Roqueiros de peso - Arquivo '50 anos de Bono'

Revista Veja - 28/01/1998: O U2 traz ao Brasil uma traquitana de 2400 toneladas para montar o maior show do planeta

Entre os roqueiros, diz-se que uma boa banda é aquela que tem peso. Nos dias de hoje, essa gíria pode ser tomada em sentido literal e quantificada. O grupo irlandês U2 é considerado o melhor do rock dos dias atuais, ao lado dos veteranos Rolling Stones. Seu peso? Duas mil e quatrocentas toneladas, que equivale à traquitana necessária para colocar de pé o show PopMart, cuja turnê se iniciou em abril do ano passado (1997) e parece destinada a entrar para o livro dos recordes. Parte do equipamento desembarcou no Brasil de navio, empacotada em 69 contêineres. Outra carga, composta de figurinos, instrumentos musicais e adereços de cena, estava prevista para chegar a bordo de dois Jumbo especialmente fretados para sábado, dia 24 de janeiro, junto com os músicos. Enquanto um palco começa a ser montado no Rio de Janeiro, outro, exatamente igual, segue para São Paulo, num comboio que exige 54 carretas. Ao custo de 12 milhões de reais (4 milhões reservados à infra-estrutura, mais 8 para a empresa TNA 'The Next Adventure', que vende os shows do U2 pelo mundo) , o empresário carioca Franco Bruni, um novato na seara dos megashows, arrematou esse pacote mastodôntico. A estréia será terça-feira dia 27, no Autódromo de Jacarepaguá, no Rio. Na sexta e no sábado, os espetáculos serão apresentados no Estádio do Morumbi, em São Paulo.
Hoje, o U2 é um dos pouquíssimos nomes do mundo da música que podem fazer um show com características de megaespetáculo. Os outros são Rolling Stones, Madonna e Michael Jackson, que estiveram no Brasil recentemente. Só faltava o U2, quarteto que estará monopolizando a atenção dos roqueiros do país nesta semana. Em vendagem de discos, o U2 não atravessa a melhor fase de sua carreira. O CD Pop, lançado em março de 1997, chegou à marca de 6 milhões de cópias no mundo. Altíssima para qualquer astro da música, a marca é menos da metade da que conseguiu o próprio U2 no auge da carreira, com The Joshua Tree, álbum de 1987 (15 milhões de discos). Mesmo longe de sua melhor performance mercadológica, esses irlandeses de Dublin que moram lá até hoje continuam a ser um fenômeno na música pop. É a única banda dos anos 80 que consegue sobreviver nos dias atuais, juntando uma nova geração de fãs àqueles de primeira hora. Desde os Beatles e os Rolling Stones, que foram angariando admiradores em várias gerações, não aparecia uma banda com carisma tão duradouro.

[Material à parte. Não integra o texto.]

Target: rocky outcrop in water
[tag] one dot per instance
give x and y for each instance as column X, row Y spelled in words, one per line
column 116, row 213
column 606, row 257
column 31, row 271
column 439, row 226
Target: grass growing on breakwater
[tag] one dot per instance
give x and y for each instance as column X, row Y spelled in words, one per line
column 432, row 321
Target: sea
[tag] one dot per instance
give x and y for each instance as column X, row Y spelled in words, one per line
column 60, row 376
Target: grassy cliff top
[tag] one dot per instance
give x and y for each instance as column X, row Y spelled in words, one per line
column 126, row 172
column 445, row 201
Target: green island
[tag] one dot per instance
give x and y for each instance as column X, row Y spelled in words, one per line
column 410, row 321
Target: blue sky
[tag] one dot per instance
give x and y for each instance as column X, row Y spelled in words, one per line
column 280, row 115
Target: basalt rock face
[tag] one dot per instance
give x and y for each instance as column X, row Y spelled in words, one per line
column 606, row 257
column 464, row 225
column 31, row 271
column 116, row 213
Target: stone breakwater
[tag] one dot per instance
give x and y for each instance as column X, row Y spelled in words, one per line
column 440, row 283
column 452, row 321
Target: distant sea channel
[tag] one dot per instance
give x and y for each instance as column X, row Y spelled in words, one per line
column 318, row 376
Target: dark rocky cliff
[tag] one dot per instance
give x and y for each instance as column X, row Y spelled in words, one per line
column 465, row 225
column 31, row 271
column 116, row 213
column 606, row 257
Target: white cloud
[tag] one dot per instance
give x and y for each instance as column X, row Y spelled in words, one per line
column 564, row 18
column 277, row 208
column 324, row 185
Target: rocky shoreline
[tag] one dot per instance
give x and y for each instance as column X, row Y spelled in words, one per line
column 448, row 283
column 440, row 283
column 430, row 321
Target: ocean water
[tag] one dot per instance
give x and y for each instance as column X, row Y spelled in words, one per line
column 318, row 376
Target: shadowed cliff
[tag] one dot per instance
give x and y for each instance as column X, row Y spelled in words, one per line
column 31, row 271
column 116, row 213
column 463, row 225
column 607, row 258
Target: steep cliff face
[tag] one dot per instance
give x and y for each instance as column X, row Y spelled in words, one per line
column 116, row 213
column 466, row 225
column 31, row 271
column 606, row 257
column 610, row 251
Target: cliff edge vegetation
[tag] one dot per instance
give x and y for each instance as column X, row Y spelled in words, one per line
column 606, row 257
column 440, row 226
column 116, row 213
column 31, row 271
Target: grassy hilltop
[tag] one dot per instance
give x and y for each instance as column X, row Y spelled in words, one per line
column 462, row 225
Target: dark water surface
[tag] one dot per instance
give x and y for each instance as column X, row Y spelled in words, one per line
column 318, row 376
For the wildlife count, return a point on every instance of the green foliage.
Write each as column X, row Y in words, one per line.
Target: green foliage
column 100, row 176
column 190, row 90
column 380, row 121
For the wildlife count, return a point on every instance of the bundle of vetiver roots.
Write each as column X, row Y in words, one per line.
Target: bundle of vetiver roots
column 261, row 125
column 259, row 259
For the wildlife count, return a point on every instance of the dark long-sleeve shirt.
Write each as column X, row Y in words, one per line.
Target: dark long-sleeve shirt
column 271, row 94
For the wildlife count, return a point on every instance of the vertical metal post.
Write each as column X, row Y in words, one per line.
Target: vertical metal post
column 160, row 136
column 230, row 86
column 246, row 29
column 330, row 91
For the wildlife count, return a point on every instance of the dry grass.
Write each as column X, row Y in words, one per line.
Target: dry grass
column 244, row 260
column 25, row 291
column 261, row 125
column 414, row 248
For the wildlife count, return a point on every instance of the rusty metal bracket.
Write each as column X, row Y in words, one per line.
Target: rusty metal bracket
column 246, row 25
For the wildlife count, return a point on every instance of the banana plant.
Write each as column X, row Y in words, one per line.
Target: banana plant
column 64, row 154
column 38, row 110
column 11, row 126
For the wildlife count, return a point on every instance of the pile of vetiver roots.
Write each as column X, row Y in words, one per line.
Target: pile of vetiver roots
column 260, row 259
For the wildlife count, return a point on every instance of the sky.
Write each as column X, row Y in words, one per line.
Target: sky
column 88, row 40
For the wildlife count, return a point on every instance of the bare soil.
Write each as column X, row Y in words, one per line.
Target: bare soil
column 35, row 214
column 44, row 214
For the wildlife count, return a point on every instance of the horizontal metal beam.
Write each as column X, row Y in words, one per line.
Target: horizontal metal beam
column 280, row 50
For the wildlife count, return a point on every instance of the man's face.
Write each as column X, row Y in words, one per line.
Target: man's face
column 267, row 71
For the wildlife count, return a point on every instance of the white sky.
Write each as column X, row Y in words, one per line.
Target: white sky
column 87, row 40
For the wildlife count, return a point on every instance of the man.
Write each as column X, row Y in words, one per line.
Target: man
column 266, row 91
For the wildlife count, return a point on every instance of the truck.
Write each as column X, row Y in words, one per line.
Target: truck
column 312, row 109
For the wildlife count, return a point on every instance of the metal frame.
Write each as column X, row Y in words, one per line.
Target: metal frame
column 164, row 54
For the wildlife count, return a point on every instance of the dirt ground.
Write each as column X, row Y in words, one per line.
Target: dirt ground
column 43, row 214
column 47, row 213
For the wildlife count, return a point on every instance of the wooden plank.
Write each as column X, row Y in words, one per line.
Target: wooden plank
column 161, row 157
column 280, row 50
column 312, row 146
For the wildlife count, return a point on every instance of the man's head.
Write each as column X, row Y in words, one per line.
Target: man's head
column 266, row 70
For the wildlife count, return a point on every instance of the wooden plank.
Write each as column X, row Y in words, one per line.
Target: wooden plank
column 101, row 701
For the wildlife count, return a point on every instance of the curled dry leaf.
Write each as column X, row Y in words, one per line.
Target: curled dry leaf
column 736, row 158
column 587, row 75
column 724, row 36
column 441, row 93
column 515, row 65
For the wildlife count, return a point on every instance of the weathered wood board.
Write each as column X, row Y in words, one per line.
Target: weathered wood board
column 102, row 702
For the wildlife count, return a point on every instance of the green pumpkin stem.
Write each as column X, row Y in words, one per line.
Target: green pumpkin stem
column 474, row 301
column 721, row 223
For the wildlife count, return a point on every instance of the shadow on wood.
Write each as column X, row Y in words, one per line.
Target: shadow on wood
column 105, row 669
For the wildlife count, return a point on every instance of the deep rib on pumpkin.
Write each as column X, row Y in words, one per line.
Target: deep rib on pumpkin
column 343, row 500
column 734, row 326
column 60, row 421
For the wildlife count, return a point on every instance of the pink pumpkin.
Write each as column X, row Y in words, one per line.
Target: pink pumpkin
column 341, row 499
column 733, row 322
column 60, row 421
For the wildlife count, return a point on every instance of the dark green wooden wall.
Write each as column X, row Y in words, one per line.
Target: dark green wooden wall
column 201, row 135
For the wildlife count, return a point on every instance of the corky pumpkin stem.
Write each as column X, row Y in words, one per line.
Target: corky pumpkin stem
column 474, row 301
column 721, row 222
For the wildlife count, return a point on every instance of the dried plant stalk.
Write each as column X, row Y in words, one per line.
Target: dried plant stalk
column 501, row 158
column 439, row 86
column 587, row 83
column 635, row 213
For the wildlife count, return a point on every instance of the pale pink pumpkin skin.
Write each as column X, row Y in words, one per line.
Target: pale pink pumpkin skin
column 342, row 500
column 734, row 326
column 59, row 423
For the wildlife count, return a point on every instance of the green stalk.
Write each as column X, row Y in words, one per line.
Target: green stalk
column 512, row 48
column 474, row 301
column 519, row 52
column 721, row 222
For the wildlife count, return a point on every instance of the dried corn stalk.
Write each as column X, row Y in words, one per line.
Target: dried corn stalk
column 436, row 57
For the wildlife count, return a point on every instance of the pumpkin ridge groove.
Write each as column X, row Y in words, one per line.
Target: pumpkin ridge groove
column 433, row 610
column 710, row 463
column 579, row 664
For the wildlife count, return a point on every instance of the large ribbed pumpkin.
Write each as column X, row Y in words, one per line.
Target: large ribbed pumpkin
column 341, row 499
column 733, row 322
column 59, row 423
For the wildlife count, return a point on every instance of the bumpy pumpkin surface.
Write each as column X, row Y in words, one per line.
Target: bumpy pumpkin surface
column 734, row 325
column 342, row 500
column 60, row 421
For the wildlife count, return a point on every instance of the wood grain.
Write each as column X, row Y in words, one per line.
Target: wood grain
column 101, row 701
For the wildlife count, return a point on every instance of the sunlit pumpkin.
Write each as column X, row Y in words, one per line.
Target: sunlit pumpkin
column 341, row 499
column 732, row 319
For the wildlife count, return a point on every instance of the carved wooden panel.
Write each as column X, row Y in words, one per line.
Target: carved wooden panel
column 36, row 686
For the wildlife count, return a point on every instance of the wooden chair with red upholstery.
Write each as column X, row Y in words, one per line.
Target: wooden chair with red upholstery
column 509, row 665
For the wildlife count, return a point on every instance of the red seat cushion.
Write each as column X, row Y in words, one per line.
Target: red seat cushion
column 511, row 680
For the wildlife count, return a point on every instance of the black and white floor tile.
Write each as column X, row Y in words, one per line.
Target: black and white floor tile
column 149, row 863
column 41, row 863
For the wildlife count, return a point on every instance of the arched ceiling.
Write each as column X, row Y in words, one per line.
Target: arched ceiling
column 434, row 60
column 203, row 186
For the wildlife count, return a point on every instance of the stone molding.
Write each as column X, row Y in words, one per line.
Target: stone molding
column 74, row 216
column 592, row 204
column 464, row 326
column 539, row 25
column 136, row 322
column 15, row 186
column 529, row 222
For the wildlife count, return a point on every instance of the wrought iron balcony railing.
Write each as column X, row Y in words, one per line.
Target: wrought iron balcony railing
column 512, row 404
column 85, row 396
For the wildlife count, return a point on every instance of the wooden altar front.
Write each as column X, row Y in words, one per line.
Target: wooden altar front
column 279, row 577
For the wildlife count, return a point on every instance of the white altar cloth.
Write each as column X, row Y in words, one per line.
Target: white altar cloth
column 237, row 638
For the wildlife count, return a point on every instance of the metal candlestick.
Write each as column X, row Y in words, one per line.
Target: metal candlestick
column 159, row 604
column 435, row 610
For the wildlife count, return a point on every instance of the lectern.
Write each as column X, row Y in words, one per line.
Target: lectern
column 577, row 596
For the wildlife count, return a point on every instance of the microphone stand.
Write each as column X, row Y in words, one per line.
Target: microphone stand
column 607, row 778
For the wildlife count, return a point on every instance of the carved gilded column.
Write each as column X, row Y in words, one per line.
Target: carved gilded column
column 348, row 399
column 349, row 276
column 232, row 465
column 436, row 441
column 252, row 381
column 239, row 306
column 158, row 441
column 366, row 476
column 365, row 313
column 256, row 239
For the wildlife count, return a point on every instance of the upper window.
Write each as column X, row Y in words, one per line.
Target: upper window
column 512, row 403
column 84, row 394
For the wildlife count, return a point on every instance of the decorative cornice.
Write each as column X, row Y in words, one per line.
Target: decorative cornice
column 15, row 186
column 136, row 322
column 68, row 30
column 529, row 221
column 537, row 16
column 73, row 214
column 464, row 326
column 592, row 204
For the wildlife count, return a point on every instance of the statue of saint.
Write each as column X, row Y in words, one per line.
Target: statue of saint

Por esse motivo, a turnê PopMart vem obtendo números impressionantes desde que ganhou a estrada. Já foi vista por 3 milhões de pessoas em 76 apresentações por 24 países. Quando a turnê completar um ano, em abril de 1998, terão sido 100 shows. No dia 20 de setembro de 1997 o U2 quebrou um recorde mundial. Foram 150000 espectadores num espetáculo ao ar livre na cidade de Reggio Emilia, na Itália, o maior público em todos os tempos em um show de rock pago, superando a marca anterior, 127000 pessoas, em Praga, na República Checa, durante uma escala da turnê Voodoo Lounge, dos Rolling Stones, em 1995.
Surgido na Irlanda, o grupo U2 é capitaneado pelo vocalista Bono, uma das figuras mais carismáticas e narcisistas do rock'n'roll atual. Pouco antes da estréia, ele declarou que o espetáculo PopMart seria "o show do milênio". Na estréia, em Las Vegas, o que se acabou vendo foi um espetáculo de luzes e pirotecnia, em que a banda acabou ofuscada, tentando levar seu repertório até o final. Com o tempo, Bono e seus companheiros foram aprendendo a equilibrar o duelo com a tecnologia. A batalha é dura. O palco mede 55 metros de frente. Ao contrário de um palco comum, que tem o chamado pano de fundo atrás dos músicos, traz a maior televisão já construída. Não se trata de um telão, e sim de um monitor de TV que mede 16 metros de altura (o equivalente a um edifício de cinco andares) por 52 metros de comprimento, ocupando quase toda a largura do palco. A tela foi desenvolvida especialmente para o show, pesa 30 toneladas e se compõe de centenas de cristais em formato triangular, cada um com cerca de 25 centímetros de altura. Para interligar todos eles, são necessários 35 quilômetros de cabos. "O efeito é hipnotizante", diz César Castanho, responsável pela montagem do palco em São Paulo e que já colocou de pé o show de Madonna no mesmo Morumbi, em 1993. Além de tomadas feitas ao vivo durante o show, a TV exibe imagens animadas, reproduzidas de pinturas assinadas pelos artistas pop Andy Warhol, Roy Lichtenstein e Keith Harring. Ao contrário do que acontece em todo show ao ar livre, desta vez ninguém verá paredes de caixas acústicas dos dois lados do palco. Caixas de som especialmente desenhadas para a turnê ficam alojadas acima do palco, numa semi-esfera cor de laranja que a produção chama de cesta. Dali saem 80% do som. Sob o palco, fora do alcance dos olhos do público, estão embutidos outros alto-falantes. Torres espalhadas por pontos estratégicos da platéia completam o sistema. Se a TV gigante e o som inovador provocam forte impacto no espectador, outros recursos fazem com que as surpresas não fiquem por aí. Há até efeitos de puro ilusionismo. Pouco antes da execução da música Lemon, as luzes se apagam, os músicos desaparecem e, pouco depois, surgem dentro de uma esfera de 12 metros de diâmetro, que imita um limão, só que todo espelhado. "É um equipamento digno de David Copperfield", diz Castanho, referindo-se à parafernália que faz o objeto se abrir, devolvendo os músicos ao palco.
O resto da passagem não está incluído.